Time is running out for Greece.  On April 20th and May 19th two Greek government bonds amounting to EUR8.2 bln and EUR8.5 bln respectively will mature.  It is estimated that the Greek debt office still needs to raise EUR10 bln to roll-over this debt. While this month's 10 yr bond sale was three times oversubscribed Greece has made it clear that it cannot simultaneously reduce its budget deficit and carry on issuing debt at the rates that have been demanded by the market so far this year.  If the EU do not soon come up with a system of guarantees which will cause Greek bond yields to fall in the open market, then it seems inevitable that Greece will approach the IMF for support.  The cost of IMF funds is likely to be substantially below the current 6.4% yield on Greek 10 yr bonds.   Even though it is probable that support for Greece will come from either the EU or the IMF in the next couple of weeks, the market is becoming increasingly aware of the fact that EMU fiscal difficulties will not immediately disperse.  Greece faces a long hard struggle to bring its budget deficit down in a recessionary environment which is made all the tougher by the presence of a strong and inflexible currency.  Even with IMF/EU support there remains a strong possibility that Greece will fail to achieve its deficit reduction targets in the coming years.  Ongoing fiscal concerns would inevitably continue to weigh on the EUR.  Not only that but assuming that Greece, Spain, Portugal, Ireland et al are successful in reducing their budget deficits substantially over the next 3 years there will be an inevitable drag on growth in the EMU; this scenario can be expected to weigh on the EUR too.  EUR/USD is likely to maintain its medium-term downward adjustment.   Following a sharp move lower during London hours, EUR/USD has hit a session low of 1.3560.  
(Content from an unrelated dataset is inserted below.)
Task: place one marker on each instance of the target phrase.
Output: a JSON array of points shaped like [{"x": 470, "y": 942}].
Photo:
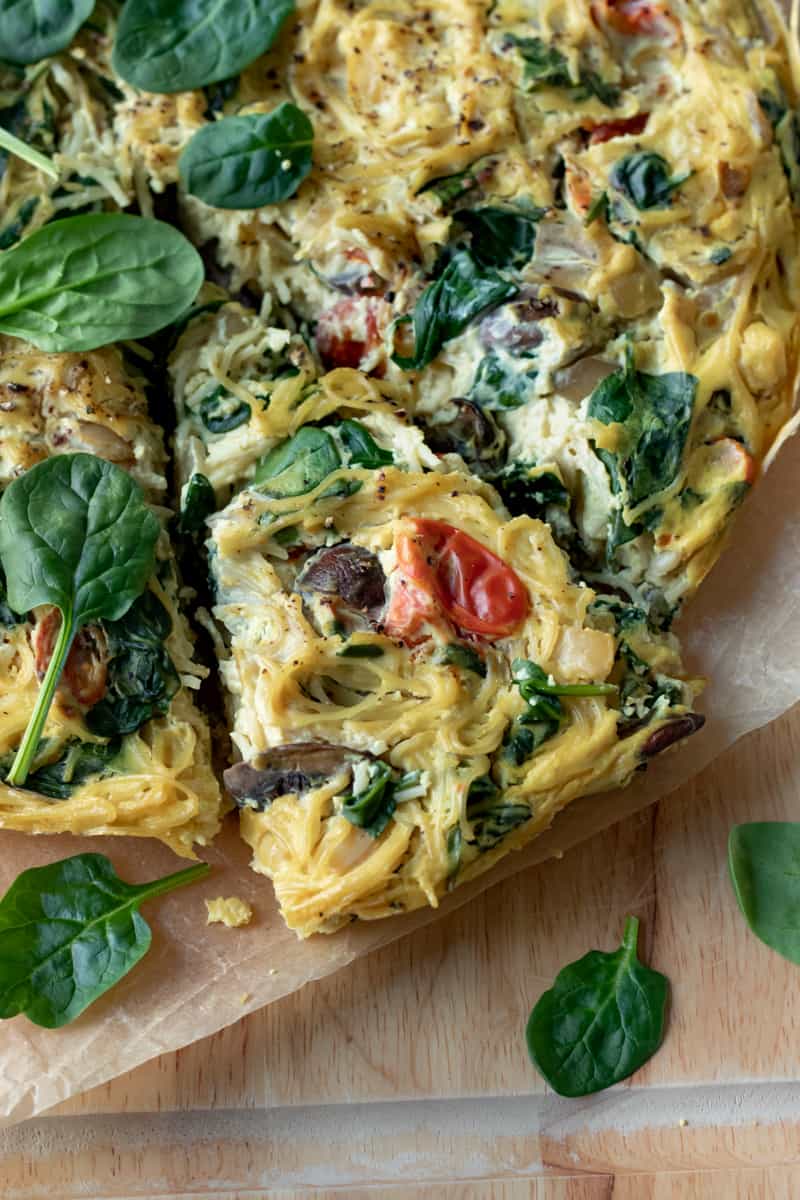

Following the squeeze on short positions earlier in the week, cable has fared even worse than the EUR this morning.  Early remarks from the BoE's Sentence that there was still some risk of a double dip recession in the UK trounced the slightly more hawkish indications in this week's publication of the March MPC minutes.  Despite reports that Chancellor Darling plans to use the higher than expected February tax revenues to reduce projected borrowing fears persist that he announce pre-election sweeteners at next week's budget.  This may reduce the market's favoured outcome of a majority Tory government after the upcoming general election.  Cable is currently running into support near 1.5130.  There were no UK data releases this morning.  

On the back of the soft EUR, EUR/CHF has continued to probe the downside this morning despite comments from the SNB's Danthine yesterday that the SNB will continue to counter excessive CHF strength.  The all time low of EUR/CHD1.4301 is clearly in view ahead of trendline support at 1.4205.  USD/CHF has been feeling some of the pressure of CHF strength of late, though range-trading has persisted today.    

Stronger than expected Canadian CPI data at 1.6% y/y  has reaffirmed the market's perception that the BoC is likely to position itself for a rate hike this summer and ahead of the FOMC.  The post-data fall in USD/CAD has unwound yesterday's move higher and strengthens the likelihood of a test on parity in the coming weeks.  Canadian retail sales are due this afternoon.